Partnering with Primer gave Cleeng that flexibility. Instead of building and maintaining separate integrations for every provider, Cleeng can connect to multiple PSPs through one unified payment infrastructure. It can also test provider performance, compare success rates, and dynamically route payments based on what works best across different markets.
That same infrastructure helps Cleeng protect recurring revenue. When a subscription payment fails, advanced fallback logic can automatically cascade the payment to another processor, increasing the chance of recovery and reducing the risk of involuntary churn.
“Given the diverse needs of our customer base, we needed a resilient, adaptable solution that could address a wide range of challenges across different markets,” said Enzo Bermond, Senior Product Manager at Cleeng.

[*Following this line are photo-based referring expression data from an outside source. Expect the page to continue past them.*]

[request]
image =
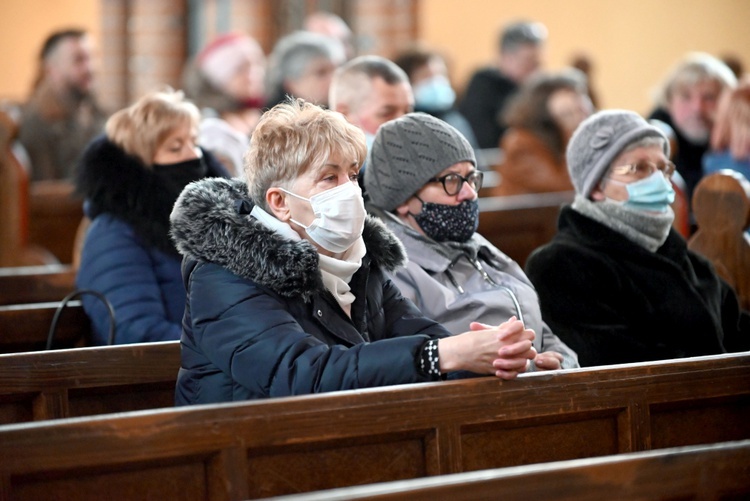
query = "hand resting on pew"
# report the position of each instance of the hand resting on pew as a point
(477, 350)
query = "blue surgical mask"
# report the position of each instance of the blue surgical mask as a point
(434, 94)
(652, 194)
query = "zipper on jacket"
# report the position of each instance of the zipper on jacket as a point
(488, 278)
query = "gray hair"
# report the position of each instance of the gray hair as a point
(293, 53)
(694, 68)
(521, 33)
(349, 84)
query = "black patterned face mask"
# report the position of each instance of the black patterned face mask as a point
(448, 223)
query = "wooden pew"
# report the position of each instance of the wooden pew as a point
(719, 471)
(308, 443)
(36, 284)
(25, 327)
(15, 246)
(54, 216)
(87, 381)
(519, 224)
(721, 204)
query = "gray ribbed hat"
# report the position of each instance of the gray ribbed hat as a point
(407, 152)
(599, 140)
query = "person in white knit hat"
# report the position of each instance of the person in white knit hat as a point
(617, 283)
(226, 81)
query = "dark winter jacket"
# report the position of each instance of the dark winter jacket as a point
(127, 255)
(258, 320)
(613, 301)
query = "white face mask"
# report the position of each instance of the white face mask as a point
(339, 217)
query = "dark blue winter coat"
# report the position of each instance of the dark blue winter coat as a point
(127, 255)
(258, 320)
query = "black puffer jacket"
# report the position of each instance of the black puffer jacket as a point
(613, 301)
(258, 320)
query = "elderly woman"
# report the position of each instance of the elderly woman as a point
(287, 292)
(616, 283)
(130, 179)
(541, 118)
(422, 181)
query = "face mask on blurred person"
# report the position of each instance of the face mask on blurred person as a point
(339, 217)
(449, 223)
(652, 194)
(434, 94)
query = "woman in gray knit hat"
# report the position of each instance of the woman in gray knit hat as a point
(617, 283)
(422, 181)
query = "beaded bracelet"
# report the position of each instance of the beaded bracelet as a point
(429, 360)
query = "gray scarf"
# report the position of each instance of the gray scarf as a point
(647, 229)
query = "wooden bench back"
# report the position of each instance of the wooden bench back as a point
(308, 443)
(718, 471)
(36, 284)
(25, 327)
(55, 214)
(87, 381)
(721, 203)
(518, 224)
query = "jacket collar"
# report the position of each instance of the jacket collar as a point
(211, 222)
(117, 183)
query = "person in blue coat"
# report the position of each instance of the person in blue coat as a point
(130, 178)
(287, 291)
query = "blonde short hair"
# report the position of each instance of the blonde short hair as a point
(142, 127)
(694, 68)
(292, 137)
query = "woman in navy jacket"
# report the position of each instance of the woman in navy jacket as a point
(285, 275)
(130, 179)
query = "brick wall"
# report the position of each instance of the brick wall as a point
(145, 42)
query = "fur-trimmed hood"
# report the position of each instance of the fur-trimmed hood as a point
(115, 182)
(211, 222)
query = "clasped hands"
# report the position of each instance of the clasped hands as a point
(504, 350)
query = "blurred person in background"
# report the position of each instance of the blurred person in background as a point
(433, 92)
(226, 80)
(730, 137)
(301, 65)
(62, 114)
(687, 101)
(542, 117)
(520, 54)
(329, 24)
(130, 179)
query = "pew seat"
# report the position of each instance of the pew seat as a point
(518, 224)
(310, 443)
(87, 381)
(36, 284)
(718, 471)
(25, 327)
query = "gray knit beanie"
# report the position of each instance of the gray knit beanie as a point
(599, 140)
(409, 151)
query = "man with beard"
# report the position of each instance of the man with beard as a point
(61, 115)
(687, 102)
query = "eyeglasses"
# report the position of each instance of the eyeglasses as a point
(452, 183)
(644, 168)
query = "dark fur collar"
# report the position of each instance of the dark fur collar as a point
(117, 183)
(207, 226)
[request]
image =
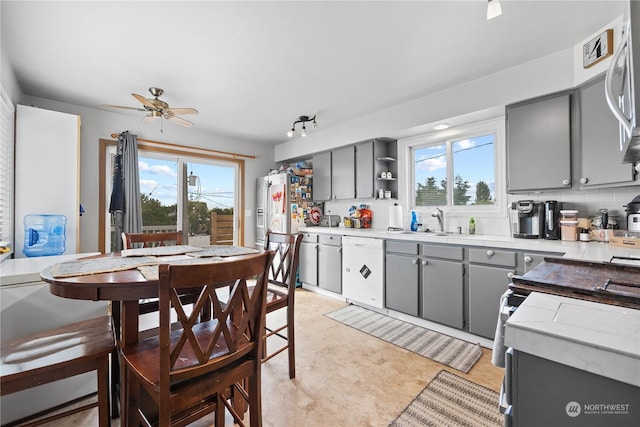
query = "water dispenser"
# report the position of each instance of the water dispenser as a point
(44, 235)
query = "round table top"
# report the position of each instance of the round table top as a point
(113, 286)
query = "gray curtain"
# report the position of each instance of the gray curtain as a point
(125, 195)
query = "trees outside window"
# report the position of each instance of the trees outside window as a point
(455, 172)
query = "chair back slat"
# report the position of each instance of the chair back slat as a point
(235, 328)
(284, 265)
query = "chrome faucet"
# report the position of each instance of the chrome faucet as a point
(440, 216)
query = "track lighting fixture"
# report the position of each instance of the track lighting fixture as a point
(303, 120)
(494, 8)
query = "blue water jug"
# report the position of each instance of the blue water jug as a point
(44, 235)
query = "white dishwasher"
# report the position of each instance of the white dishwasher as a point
(363, 270)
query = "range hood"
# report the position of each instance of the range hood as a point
(622, 86)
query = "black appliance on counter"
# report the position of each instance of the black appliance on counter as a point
(551, 219)
(527, 219)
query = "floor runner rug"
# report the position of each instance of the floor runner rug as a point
(450, 400)
(455, 353)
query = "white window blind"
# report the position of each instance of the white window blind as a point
(7, 123)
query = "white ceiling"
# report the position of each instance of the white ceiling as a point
(251, 68)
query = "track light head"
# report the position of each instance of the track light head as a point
(303, 120)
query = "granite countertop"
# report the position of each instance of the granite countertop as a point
(598, 338)
(587, 251)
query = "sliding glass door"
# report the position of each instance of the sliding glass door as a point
(197, 195)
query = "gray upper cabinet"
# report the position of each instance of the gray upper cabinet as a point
(343, 174)
(365, 171)
(539, 135)
(600, 160)
(322, 177)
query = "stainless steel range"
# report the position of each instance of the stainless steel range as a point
(534, 386)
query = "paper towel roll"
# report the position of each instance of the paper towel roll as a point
(395, 217)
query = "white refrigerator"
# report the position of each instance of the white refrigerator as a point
(283, 203)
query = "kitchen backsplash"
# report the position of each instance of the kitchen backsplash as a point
(587, 202)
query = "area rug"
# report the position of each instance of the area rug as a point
(455, 353)
(449, 400)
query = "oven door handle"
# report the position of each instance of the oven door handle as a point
(508, 376)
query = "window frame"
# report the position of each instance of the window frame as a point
(494, 126)
(176, 151)
(7, 188)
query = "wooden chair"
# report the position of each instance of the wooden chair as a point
(281, 292)
(60, 353)
(181, 375)
(150, 240)
(146, 306)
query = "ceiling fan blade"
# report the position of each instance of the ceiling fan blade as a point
(148, 119)
(183, 111)
(144, 101)
(179, 120)
(123, 107)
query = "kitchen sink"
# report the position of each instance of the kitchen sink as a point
(442, 233)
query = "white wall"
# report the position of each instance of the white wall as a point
(473, 101)
(97, 124)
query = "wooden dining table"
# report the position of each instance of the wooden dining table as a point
(124, 287)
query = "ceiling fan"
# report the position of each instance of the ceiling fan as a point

Start routing every payment to the right processor with Primer
Dynamic transaction routing is a direct way to improve approval rates, reduce processing costs, and build resilience into your payment flow.
And while the barrier of entry used to be high, with multiple processor integrations to build and maintain, routing logic to write and update, decline codes to interpret, and reporting to reconcile, that’s no longer the case with the right tools.
Primer removes that barrier. You activate a range of local and global payment service providers (PSPs) in a few clicks, build routing rules without code, recover failed payments automatically with fallbacks and agnostic 3DS, and see performance across every processor in one dashboard.
That way, you can start routing every payment to the right processor every time.
Book a demo to see how Primer makes dynamic transaction routing work for your payment stack.
Frequently Asked Questions (FAQ): Dynamic transaction routing
What is dynamic transaction routing?
Dynamic transaction routing is the process of automatically sending each payment to the processor best suited to that transaction. Routing decisions can be based on factors like card type, issuing country, currency, transaction value, processor performance, or decline reason.
How is dynamic transaction routing different from static payment routing?
With static payment routing, every transaction follows the same route, usually through one primary payment processor. With dynamic transaction routing, each payment is evaluated in real time and routed according to the rules you set.
How can dynamic routing improve payment processing?
Dynamic routing can improve payment processing by helping merchants send transactions to the processor most likely to approve them, charge the lowest fee, or handle the transaction most effectively. This can support higher authorization rates, lower processing costs, and better resilience if a processor is unavailable.
Can dynamic transaction routing reduce decline rates?
Yes. Dynamic transaction routing can help reduce decline rates by sending payments to processors with stronger performance for specific card types, regions, issuers, or transaction types. If a payment fails, fallback rules can also retry the transaction through another processor where appropriate.